Now we move over to another significant part in the drying mechanism of the machine. Together with the thermal fuse, the high-limit thermostat restrains the temperature reached by the appliance, therefore keeping the dryer from overheating. As the name suggests, it reads and senses whether the air inside the drum has reached a certain heat level.

However, when this part is not serving its purpose, the dryer will fail to heat – causing quite an inconvenience. Nevertheless, there’s a way to resolve this error.

The Solution:

For safety purposes, remove the dryer’s power cord from its outlet or other power source. Then open up the panel that houses the thermostats. Sever the wires from the thermostat and detach them from the heating element. Bring out the newly bought thermostat and fasten it in place. Have the wires reconnected and put back the access panel you removed before.

Cause #4: A Malfunctioning Cycling Thermostat

Like the thermal fuse and high-limit thermostat, the cycling thermostat is essential in dryers because it also manages the air temperature. A defective cycling thermostat will inaccurately read the temperature in the drum. Consequently, the dryer will either not heat up at all or the burner will keep on for longer than it should and bring about dangerous temperatures. Both are situations to avoid. So how can this be fixed?

The Solution:

Before proceeding with the repair, unplug your dryer from the power source and remove the panel covering the blower housing. Detach the wires connected to the cycling thermostat and unscrew the cycling thermostat from its position. Fix the replacement thermostat into place and reattach the wires in the same manner as they were originally attached.

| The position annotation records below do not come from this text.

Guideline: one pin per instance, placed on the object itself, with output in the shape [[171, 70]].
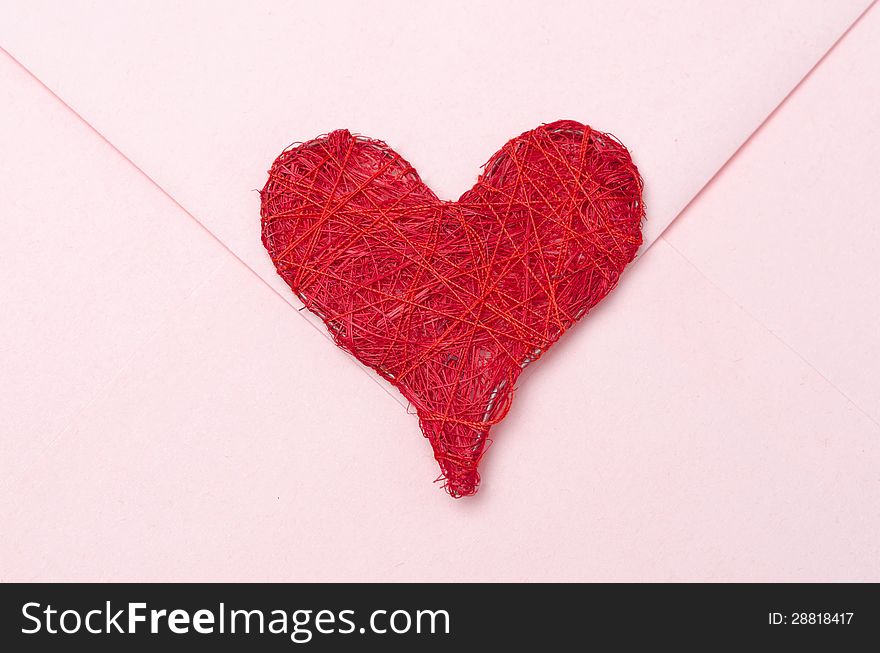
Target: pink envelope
[[168, 418]]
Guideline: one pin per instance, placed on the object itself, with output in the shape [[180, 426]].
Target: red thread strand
[[449, 301]]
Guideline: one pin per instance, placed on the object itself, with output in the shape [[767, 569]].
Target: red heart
[[449, 301]]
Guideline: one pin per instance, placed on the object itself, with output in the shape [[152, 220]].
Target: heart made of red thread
[[447, 300]]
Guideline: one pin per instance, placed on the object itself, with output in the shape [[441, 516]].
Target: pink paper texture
[[167, 415]]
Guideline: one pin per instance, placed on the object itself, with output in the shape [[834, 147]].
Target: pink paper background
[[167, 414]]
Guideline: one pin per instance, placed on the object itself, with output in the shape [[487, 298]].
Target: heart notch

Cause #5: Damaged Gas Valve Coils

Usually, two or more gas valve coils – also called solenoids – are present in a gas dryer. These are tasked with opening the gas valve ports and allowing gas to reach the burner assembly. Therefore, a defective gas valve will prevent the dryer from receiving the gas it needs in order to warm up.

That sounds like a big deal! But how can we examine if the gas valve is malfunctioning? Look into the igniter that’s found in the burner assembly. An igniter that glows but fails to ignite is an indication that the gas valve solenoid is faulty and should be replaced. Just be certain, you can also test its continuity by using a multimeter.

The Solution:

Once you’ve determined there to be faulty gas valve coils or solenoids, remove the gas valve coils housed by the gas valves. Detach the wires, replace any of the gas valves that need repair, and reattach the wires. Check the wires going to the solenoids for continuity using a multimeter and run a test cycle.

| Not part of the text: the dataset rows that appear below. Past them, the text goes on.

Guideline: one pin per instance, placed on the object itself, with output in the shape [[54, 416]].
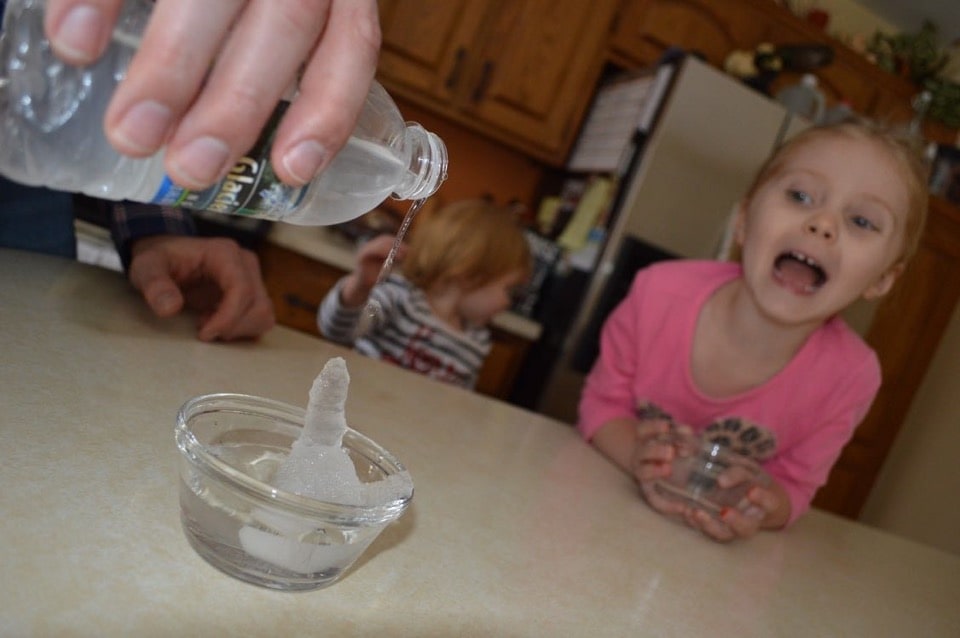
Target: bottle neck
[[427, 168]]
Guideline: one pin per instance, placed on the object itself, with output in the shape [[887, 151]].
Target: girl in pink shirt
[[755, 353]]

Cause #6: A Clogged Exhaust Vent

Naturally, anything that’s obstructed will not operate efficiently. The same goes for the exhaust vent that’s connected to your dryer. A congested vent may contribute to an increase in temperature by interrupting the flow of air in or out of the dryer.

Make it a habit to inspect the vent once or twice a year to observe whether the air is warm and released swiftly. If not, then your exhaust vent might be congested with debris and is due for some quick cleaning.

The Solution:

Compared to the mentioned solutions above, a restricted vent is relatively easy to fix. Unplug the dryer and inspect the vent. Clean it out using a vacuum and ensure that there’s no more blockage. Plug the cord back to its outlet and test whether the air released is better. Make sure to clean the entire vent.

Worry Not, and Waste Nothing

Now that you have this list for your perusal, go ahead and check out that dryer for yourself. No need to buy an entirely new appliance when you can troubleshoot and replace what’s not working from the comfort of your own home! And, as always, consult a repair technician for complicated fixes that you aren’t ready to do yet.